Initially, Safari was offered in the Updates list, with the selection check box already selected. So if the user simply clicked ‘Install’, Safari would be installed. It looked like this:
When that happened, many of the usual Windows/Microsoft shills got up in arms against this ‘heinous crime’. Most vocal however was Mozilla’s CEO, and of course he got the most attention.
Initially, I agreed that it’s not exactly good to offer new software as an update.
With the release of Safari 3.1.1, Apple modified their update panel to have a separate pane for new software and it was clearly labelled as ‘New Software’.
As far as I’m concerned, this change addressed all the concerns that I had about the previous behaviour. Safari is now labelled as New Software for those who hadn’t previously installed it. So it’s now completely up to the user to decide and opt-out of the install. And even if you install it by mistake, there is no harm done to you as a user. If you don’t actively launch it and mean to use it, it just sits there on your hard drive doing nothing. It wouldn’t affect your system in any way (other than the miniscule space it occupies on the hard drive). It doesn’t launch automatically and it doesn’t set itself as the default browser without your knowledge.

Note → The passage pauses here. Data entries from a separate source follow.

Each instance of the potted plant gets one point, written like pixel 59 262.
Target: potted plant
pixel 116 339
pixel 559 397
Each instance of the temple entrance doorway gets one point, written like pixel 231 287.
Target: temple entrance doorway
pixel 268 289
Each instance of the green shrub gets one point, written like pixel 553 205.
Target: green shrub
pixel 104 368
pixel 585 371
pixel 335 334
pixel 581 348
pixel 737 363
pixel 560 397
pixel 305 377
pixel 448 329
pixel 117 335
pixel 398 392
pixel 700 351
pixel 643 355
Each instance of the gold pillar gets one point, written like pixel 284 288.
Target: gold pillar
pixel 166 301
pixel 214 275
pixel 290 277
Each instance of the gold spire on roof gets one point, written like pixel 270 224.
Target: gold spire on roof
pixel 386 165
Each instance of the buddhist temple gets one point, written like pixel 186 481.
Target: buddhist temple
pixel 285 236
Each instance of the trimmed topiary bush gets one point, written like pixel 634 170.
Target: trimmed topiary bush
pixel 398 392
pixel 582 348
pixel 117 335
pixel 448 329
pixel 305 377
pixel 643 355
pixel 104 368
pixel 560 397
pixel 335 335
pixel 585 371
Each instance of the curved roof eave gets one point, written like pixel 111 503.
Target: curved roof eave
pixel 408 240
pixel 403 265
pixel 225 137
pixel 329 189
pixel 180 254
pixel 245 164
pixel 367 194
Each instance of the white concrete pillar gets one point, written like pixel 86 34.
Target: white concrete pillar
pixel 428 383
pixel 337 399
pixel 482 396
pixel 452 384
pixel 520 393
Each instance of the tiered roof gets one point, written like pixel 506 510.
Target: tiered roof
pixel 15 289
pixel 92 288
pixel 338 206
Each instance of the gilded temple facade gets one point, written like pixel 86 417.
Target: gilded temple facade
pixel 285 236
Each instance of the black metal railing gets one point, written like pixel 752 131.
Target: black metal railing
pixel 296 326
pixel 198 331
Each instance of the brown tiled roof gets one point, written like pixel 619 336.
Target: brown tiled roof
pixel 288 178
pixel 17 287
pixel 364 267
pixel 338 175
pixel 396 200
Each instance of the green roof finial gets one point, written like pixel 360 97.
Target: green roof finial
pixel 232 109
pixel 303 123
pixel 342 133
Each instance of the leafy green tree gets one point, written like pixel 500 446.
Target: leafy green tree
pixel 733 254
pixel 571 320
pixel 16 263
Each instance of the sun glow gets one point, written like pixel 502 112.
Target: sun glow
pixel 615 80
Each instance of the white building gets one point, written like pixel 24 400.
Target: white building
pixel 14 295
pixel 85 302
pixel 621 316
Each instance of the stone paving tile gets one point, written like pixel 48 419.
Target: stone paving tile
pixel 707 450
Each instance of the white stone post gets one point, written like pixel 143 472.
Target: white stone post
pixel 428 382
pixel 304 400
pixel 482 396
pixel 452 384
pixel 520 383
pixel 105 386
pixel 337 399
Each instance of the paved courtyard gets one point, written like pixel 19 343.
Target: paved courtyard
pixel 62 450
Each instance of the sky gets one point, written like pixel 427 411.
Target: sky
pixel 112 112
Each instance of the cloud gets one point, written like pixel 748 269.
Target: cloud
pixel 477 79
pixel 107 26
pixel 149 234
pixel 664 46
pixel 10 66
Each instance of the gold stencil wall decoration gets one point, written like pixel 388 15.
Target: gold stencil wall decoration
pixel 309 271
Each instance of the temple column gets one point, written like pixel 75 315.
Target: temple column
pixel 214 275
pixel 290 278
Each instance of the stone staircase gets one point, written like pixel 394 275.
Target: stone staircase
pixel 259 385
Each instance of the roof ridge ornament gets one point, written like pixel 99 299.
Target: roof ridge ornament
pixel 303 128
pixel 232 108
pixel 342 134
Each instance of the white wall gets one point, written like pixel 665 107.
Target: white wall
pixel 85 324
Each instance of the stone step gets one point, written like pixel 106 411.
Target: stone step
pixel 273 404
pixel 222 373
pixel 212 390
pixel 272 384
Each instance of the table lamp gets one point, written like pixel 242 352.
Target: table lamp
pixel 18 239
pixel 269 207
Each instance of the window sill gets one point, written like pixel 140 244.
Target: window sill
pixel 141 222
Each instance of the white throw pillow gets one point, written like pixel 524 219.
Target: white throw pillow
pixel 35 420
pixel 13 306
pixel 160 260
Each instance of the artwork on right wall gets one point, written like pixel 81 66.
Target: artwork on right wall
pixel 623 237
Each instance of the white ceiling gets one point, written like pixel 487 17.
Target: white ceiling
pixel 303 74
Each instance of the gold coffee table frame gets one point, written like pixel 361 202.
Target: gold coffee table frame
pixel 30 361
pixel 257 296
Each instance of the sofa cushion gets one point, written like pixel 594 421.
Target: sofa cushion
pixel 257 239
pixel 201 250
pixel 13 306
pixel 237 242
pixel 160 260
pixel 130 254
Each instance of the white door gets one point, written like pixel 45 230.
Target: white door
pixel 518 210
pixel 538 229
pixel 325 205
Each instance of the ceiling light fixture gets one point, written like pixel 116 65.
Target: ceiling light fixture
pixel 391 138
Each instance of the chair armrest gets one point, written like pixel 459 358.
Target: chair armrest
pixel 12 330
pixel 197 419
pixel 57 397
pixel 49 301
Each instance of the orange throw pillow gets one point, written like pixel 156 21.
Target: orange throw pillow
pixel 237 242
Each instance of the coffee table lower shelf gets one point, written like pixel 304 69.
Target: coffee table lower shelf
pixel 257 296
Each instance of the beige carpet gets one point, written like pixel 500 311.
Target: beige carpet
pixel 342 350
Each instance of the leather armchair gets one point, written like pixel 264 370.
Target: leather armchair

However, it’s still not all well in Mozilla-land (and quite a few other blogs). Few of Mozilla’s people spoke up about this recent change and they’re still not satisfied. They want Apple to set the check box as unchecked by default and make it up to the user to opt-in on the install.
The recent whining makes me almost sure that if Apple were to make this small change and unchecks the box by default, Mozilla people would still whine and would probably want Apple to stop offering Safari altogether.

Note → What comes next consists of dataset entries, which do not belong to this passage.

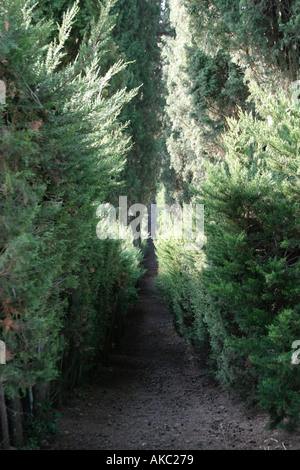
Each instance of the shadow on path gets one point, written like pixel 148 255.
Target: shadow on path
pixel 151 396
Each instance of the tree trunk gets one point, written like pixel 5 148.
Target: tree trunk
pixel 3 419
pixel 16 422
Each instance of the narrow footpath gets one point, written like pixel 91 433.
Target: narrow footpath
pixel 152 396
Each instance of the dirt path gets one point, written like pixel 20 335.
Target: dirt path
pixel 152 397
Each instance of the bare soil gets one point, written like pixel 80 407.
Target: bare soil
pixel 151 395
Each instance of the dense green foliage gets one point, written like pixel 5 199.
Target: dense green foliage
pixel 64 292
pixel 136 35
pixel 233 139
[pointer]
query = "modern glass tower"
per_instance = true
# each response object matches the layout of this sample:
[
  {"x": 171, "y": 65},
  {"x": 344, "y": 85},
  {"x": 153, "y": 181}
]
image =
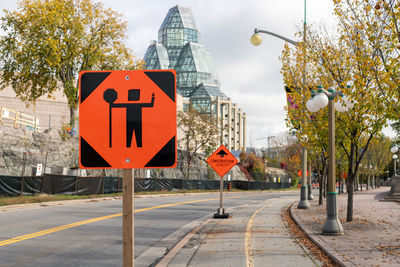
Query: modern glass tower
[{"x": 179, "y": 47}]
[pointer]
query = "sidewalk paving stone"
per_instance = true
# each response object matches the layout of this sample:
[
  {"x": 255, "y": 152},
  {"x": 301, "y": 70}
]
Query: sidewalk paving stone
[{"x": 371, "y": 239}]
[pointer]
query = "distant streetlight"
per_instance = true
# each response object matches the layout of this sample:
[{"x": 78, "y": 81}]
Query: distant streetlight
[
  {"x": 318, "y": 101},
  {"x": 256, "y": 40}
]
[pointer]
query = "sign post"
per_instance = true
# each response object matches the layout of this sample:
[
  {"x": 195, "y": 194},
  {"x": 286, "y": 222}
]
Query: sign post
[
  {"x": 221, "y": 161},
  {"x": 127, "y": 120},
  {"x": 128, "y": 229}
]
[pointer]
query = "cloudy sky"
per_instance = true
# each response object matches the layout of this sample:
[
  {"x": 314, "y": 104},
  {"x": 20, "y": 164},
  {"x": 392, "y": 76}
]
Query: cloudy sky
[{"x": 249, "y": 75}]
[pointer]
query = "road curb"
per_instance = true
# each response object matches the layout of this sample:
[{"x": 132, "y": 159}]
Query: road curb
[{"x": 314, "y": 239}]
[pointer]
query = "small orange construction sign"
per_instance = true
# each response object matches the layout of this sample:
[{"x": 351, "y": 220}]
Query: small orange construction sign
[
  {"x": 222, "y": 160},
  {"x": 127, "y": 119}
]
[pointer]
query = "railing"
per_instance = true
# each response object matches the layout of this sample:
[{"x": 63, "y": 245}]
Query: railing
[{"x": 16, "y": 119}]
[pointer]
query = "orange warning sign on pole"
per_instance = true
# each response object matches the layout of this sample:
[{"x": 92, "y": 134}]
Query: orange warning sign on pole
[
  {"x": 127, "y": 119},
  {"x": 222, "y": 160}
]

In the early days, Mozilla with its Firefox browser was perceived as the underdog or the David that is standing up to Microsoft’s Goliath with its default Windows browser IE. Many, many webmasters like me pushed Firefox and managed to convince their visitors to switch to it. Firefox’s browser share rose and now it’s reported to have a world market share of 17%. I pushed Firefox on my site too. At one point, the site sat for three whole days on the top of Firefox’s referrers list. I still have the link to Firefox on the site’s home page. The effect of this support shows in my logs. According to my stats, Firefox users comprise 38% of the site’s users, double the average that Firefox enjoys. So my efforts have been very effective in supporting the Mozilla Foundation.
However, this recent whining and bitching by the Mozilla people is starting to annoy me. They are being selfish, greedy people. You may not know this, but Mozilla makes a ton of money from having people use its free browser. They make that money from search engines (like Google) that pay a referral fee to browser makers that send their users to Google’s search engine.

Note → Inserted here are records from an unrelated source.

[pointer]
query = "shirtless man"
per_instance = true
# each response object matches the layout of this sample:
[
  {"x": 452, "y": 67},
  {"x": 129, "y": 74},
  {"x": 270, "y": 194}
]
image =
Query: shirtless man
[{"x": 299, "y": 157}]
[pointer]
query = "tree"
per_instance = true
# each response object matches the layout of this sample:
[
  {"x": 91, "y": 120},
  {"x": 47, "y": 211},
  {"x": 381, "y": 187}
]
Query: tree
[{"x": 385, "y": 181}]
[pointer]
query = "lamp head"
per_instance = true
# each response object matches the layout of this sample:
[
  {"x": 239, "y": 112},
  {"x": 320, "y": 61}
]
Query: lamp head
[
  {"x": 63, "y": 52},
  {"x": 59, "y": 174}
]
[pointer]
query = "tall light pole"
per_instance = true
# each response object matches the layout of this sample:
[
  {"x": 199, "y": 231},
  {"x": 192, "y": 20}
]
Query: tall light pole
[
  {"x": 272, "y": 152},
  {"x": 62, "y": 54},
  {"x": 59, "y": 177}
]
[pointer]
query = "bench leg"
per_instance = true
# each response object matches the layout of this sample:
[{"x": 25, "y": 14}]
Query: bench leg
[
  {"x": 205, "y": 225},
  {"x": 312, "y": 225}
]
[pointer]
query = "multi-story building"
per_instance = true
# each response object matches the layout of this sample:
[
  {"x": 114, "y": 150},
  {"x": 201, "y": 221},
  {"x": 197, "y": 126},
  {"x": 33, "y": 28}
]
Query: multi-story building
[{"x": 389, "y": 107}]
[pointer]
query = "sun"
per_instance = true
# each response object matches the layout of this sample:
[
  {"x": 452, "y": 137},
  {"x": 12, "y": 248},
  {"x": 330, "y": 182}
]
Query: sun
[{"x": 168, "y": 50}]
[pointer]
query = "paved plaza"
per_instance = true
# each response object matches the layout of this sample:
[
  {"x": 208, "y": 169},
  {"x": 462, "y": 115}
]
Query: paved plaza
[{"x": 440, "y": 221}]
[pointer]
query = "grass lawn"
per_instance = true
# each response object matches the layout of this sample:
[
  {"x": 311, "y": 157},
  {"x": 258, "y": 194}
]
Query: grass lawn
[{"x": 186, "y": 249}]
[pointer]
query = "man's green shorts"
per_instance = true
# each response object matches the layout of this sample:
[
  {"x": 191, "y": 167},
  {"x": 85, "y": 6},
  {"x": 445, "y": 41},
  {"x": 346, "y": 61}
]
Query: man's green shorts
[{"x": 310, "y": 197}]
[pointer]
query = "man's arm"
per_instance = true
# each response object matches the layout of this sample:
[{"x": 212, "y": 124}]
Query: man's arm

Obviously, Mozilla’s people are afraid that if Safari gains market share, that would mean that it could take some of that share from Firefox.
Personally, I don’t care about one company or the other. Apple has billions in the bank and Mozilla is making tens of millions of dollars per year (for a supposedly non-profit organization). So neither is poor and neither needs my support.
I’m supporting alternative browsers (alternative to IE) for purely selfish reasons and I believe you should too.
I’m a webmaster/developer. I create websites. I would absolutely love it if each of the four major browser engines (IE, Safari’s Webkit, Firefox’s Gecko and Opera) gets an even 25% market share. This way, no single browser would have a commanding market share, and web developers like me wouldn’t have to cater to a specific browser.
In a world where all the browsers have an equal market share, it wouldn’t make sense to cater to any one of them. Web developers would create websites according to standards and it would be the browser’s job to be compatible with these standards. This equality would benefit the internet community as a whole. It would take away any control that any browser maker would have on any part of the internet.
This benefits the users in an indirect way. As a user, you would have the choice of whichever browser you would prefer to use and all sites would work with it equally well. It would push browser makers to compete for your attention. Competition would mean better browsers and better features. When Microsoft had 90%+ market share, it stopped developing its browser and disbanded its IE group. The browser market stagnated and there was nothing new until Firefox came into the equation.
So think about where you stand.
To help my wishes come closer to becoming true, I’ve changed the way I support Firefox. It’s still linked to on my site, but now it has to share attention with a link to Safari’s download page.
For those of you who haven’t tried Safari for Windows, I suggest you give it a try. It’s fast, very fast. It’s elegant and the most standard compliant browser out there. It renders pages like Safari for the Mac, which in my opinion is the most beautiful web page rendering style there is.